Not / But, or the "not…but" element, is an acting technique that forms part of the Brechtian approach to performance. In its simplest form, fixing the not/but element involves the actor preceding each thought that is expressed by their character in the dialogue or each action performed by their character in the scene with its dialectical opposite. Rather than portraying a thought or action as "naturally" arising from the given circumstances of the scene or "inevitably" following from them, this technique underlines the aspect of decision in the thought or action. "He didn't say 'come in' but 'keep moving'", Brecht offers by way of example; "He was not pleased but amazed":

They include an expectation which is justified by experience but, in the event, disappointed. One might have thought that ... but one oughtn't to have thought it. There was not just one possibility but two; both are introduced, then the second one is defamiliarized, then the first as well.

This technique is a rehearsal exercise; the verbalizing of the alternative (the "not" of the "not/but") is not necessarily preserved in performance. Its main function is to inscribe traces of the alternatives that were available to the character at each 'nodal point' in their journey within the finished portrait in performance. The effect gives the impression of a "sketching" in the actor's performance, in the sense that with an artist's sketch traces of alternative lines and movements are preserved, overlapping the main defining line rather than being erased. It is this quality that leads Fredric Jameson to contrast Brechtian theatre favourably with what he calls the "well-made production", insofar as its preservation of the actor's process in the final product acts as a form of demystification and de-fetishization, and exploits a potential strength of the medium of theatre:

The well-made production is one from which the traces of its rehearsals have been removed (just as from the successfully reified commodity the traces of production itself have been made to disappear): Brecht opens up this surface, and allows us to see back down into the alternative gestures and postures of the actors trying out their roles: so it is that aesthetic experimentation generally—which has so often been understood as generating the new and the hitherto unexperienced, the radical innovation—might just as well be grasped as the "experimental" attempt to ward off reification (something the other arts, from novels and films to poetry, painting, and musical performance, even aleatory performance, are structurally and materially less qualified to do).

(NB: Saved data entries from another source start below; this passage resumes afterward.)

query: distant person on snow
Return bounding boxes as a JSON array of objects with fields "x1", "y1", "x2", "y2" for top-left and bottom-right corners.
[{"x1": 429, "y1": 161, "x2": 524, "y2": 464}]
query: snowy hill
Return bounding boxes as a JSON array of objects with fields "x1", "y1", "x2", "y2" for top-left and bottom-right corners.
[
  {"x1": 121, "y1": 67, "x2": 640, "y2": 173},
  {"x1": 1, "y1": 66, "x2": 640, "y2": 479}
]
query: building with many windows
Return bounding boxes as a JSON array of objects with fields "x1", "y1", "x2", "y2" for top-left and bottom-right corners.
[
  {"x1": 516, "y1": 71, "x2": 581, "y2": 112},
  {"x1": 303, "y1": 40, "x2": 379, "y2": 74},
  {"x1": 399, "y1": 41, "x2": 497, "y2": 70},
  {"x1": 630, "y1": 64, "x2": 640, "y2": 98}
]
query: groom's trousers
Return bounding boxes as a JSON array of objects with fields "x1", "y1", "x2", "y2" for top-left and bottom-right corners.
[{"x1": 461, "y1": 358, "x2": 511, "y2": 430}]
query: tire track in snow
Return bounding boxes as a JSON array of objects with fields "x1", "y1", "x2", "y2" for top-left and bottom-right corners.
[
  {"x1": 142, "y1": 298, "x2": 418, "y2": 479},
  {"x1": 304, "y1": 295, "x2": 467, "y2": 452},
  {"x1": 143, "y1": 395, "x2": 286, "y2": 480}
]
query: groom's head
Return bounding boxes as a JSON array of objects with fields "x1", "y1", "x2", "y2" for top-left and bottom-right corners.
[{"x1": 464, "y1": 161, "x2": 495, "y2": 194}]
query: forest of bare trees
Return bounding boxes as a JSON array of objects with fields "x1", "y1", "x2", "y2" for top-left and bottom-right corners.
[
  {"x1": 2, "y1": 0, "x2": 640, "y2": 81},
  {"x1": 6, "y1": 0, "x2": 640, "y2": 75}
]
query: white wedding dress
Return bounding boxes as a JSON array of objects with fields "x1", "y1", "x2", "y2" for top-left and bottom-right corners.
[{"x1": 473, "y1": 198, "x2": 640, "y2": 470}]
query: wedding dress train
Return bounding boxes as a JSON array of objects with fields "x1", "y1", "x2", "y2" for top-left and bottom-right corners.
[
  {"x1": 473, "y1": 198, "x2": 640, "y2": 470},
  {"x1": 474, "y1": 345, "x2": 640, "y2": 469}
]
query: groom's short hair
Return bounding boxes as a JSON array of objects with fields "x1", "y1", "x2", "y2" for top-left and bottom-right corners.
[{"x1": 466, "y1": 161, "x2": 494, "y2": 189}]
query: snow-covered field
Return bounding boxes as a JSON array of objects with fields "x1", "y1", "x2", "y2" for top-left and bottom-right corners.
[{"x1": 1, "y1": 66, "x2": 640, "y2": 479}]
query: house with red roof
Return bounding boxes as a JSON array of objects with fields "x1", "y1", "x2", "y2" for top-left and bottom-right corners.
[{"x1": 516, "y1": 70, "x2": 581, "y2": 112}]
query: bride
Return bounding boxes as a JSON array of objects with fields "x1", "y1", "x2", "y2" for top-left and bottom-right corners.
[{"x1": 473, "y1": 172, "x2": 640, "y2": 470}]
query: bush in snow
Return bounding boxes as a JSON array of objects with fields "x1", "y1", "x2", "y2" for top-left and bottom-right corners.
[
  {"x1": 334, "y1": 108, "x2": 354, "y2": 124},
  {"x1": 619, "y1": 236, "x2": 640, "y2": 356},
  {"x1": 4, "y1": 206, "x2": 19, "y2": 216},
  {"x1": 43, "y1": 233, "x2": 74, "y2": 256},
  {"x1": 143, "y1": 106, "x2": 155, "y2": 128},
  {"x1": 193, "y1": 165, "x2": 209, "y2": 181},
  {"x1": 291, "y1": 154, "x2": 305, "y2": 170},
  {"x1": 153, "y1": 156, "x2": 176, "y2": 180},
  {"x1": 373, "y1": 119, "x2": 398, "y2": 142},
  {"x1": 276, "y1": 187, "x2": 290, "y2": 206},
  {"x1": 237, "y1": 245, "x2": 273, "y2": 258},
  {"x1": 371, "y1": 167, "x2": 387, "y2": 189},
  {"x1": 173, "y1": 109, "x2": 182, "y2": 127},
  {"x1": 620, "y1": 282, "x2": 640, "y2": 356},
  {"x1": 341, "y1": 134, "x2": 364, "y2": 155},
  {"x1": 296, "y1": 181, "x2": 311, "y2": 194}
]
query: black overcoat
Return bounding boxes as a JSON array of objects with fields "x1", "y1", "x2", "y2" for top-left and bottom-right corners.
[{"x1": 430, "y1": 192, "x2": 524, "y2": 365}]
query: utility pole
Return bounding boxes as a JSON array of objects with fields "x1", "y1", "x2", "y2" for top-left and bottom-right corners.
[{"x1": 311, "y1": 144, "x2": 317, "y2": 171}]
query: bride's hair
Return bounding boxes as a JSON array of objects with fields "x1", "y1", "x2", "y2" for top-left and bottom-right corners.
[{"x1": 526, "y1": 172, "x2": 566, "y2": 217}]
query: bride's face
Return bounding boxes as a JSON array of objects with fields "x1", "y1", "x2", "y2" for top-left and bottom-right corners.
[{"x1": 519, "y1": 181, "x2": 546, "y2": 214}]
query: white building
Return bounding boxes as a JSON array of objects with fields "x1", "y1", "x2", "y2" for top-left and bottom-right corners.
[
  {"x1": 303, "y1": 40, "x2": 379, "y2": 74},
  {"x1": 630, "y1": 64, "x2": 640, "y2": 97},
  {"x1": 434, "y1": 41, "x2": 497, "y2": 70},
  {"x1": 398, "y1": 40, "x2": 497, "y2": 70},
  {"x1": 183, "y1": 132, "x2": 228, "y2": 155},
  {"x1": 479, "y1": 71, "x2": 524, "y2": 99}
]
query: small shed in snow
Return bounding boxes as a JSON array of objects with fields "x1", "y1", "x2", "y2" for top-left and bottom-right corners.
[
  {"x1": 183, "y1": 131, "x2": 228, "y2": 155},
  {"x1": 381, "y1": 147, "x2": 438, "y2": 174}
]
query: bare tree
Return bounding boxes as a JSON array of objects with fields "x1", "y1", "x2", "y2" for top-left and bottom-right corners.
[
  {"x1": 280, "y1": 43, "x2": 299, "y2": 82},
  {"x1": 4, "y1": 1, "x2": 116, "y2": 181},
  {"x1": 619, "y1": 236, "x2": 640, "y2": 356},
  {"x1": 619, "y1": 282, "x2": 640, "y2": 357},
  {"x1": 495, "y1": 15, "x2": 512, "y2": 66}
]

The result of the technique of fixing the not/but is to shape and clarify the character's behaviour in a particular, interpretative direction (a historical materialist one).

==Works cited==
- Brecht, Bertolt. 1964. Brecht on Theatre: The Development of an Aesthetic. Ed. and trans. John Willett. British edition. London: Methuen. ISBN 0-413-38800-X. USA edition. New York: Hill and Wang. ISBN 0-8090-3100-0.
- Jameson, Fredric. 1998. Brecht and Method. London and New York: Verso. ISBN 1-85984-809-5.
- Willett, John. 1964. Editorial notes. In Brecht on Theatre: The Development of an Aesthetic by Bertolt Brecht. British edition. London: Methuen. ISBN 0-413-38800-X. USA edition. New York: Hill and Wang. ISBN 0-8090-3100-0.